Les discours sur le corps sont si nombreux qu’ils ont occulté la réalité politique des pratiques corporelles ou, du moins, ce que peut être l’histoire d’une expérience politique des corps. Difficile pour l’historien de parvenir à traverser l’épaisseur des textes et des récits, des œuvres littéraires ou encore des traités, des réglementations et interdictions, des ordonnances royales et des ouvrages d’Église, pour relever ailleurs, dans d’autres documents ou archives, les traces vives du passé, les paroles dites, la gestuelle, la force, l’intention et la posture des corps, les dits de souffrance, en somme les événements vécus par les corps dont la seule issue était de répondre par corps.
Le corps n’est pas un objet ; véhicule de l’être au monde, il se joint aux autres dans une époque précise, s’engage continûment dans la prise sur le réel, en se mouvant de projets en projets. Adossé à l’espace et au temps, il s’implique dans les activités urbaines parce que le politique l’exige pour lui.
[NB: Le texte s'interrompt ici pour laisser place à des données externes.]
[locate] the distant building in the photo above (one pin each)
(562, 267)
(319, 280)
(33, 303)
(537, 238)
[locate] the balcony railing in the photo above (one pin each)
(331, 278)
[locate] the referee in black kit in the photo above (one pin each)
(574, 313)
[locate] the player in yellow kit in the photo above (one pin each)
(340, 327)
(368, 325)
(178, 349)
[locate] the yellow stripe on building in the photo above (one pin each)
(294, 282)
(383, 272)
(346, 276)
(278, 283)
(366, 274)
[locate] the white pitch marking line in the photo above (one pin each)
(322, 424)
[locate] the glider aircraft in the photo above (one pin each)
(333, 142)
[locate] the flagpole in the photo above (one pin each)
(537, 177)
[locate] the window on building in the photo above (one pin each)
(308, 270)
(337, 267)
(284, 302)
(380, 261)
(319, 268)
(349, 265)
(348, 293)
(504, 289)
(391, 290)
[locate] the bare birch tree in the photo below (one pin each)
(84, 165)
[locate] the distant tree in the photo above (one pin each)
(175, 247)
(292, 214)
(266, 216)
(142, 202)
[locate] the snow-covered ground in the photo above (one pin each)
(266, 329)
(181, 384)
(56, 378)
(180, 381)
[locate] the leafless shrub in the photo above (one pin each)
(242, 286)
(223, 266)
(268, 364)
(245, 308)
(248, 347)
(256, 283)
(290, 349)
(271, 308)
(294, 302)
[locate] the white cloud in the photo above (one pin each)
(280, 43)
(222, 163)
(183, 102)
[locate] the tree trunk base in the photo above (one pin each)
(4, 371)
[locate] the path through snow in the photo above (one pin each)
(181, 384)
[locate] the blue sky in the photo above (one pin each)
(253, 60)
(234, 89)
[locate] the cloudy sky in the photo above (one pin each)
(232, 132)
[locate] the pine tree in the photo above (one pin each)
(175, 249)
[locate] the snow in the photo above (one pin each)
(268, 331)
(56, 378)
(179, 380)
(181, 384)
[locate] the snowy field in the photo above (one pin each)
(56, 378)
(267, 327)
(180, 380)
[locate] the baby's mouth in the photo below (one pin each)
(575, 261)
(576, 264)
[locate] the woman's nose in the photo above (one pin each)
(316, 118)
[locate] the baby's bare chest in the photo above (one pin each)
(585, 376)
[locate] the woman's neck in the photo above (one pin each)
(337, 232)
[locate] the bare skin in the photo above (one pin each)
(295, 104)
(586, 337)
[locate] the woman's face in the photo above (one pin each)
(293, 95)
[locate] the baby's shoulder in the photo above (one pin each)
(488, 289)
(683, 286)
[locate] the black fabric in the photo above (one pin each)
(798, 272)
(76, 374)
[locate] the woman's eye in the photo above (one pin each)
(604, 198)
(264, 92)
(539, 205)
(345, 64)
L’être humain est une forme anthropologique et politique, le corps est un mélange de modalités d’affection et de modes d’intelligibilité. Toute action des corps ne peut s’envisager sans leur dimension émotionnelle et passionnelle qui n’en oblitère ni l’intelligence 8 , ni la dimension politique. De cela, les sciences humaines se sont peu occupées, tout entières attachées à la conviction suprême que l’affect, l’émotion, la prise en compte des sensibilités étaient altération de la connaissance 9 . La (les) science a souvent méprisé la « chair humaine » et tout ce qui pouvait ressembler à l’ordinaire et modeste ressenti des choses, en oubliant que les idées traversent les corps et s’enchâssent dans de complexes systèmes d’appropriation et de refus, où, au jour le jour, ils vivent sans exclusive l’étonnement, la surprise, l’enthousiasme, le dégoût, etc., sentiments qui fondent et infléchissent l’acte de comprendre et d’agir. Sans compter la manière décisive dont le politique s’inscrit en lui.
Après un long voyage dans les archives de police du XVIII e  siècle, il semble évident que, si beaucoup a été dit sur les conditions matérielles de la vie du peuple, quelque chose d’infiniment patent, constant, puissant et en même temps négligé n’avait jamais été étudié, ni même envisagé comme pouvant être un des lieux du politique et de l’histoire : je veux dire le corps.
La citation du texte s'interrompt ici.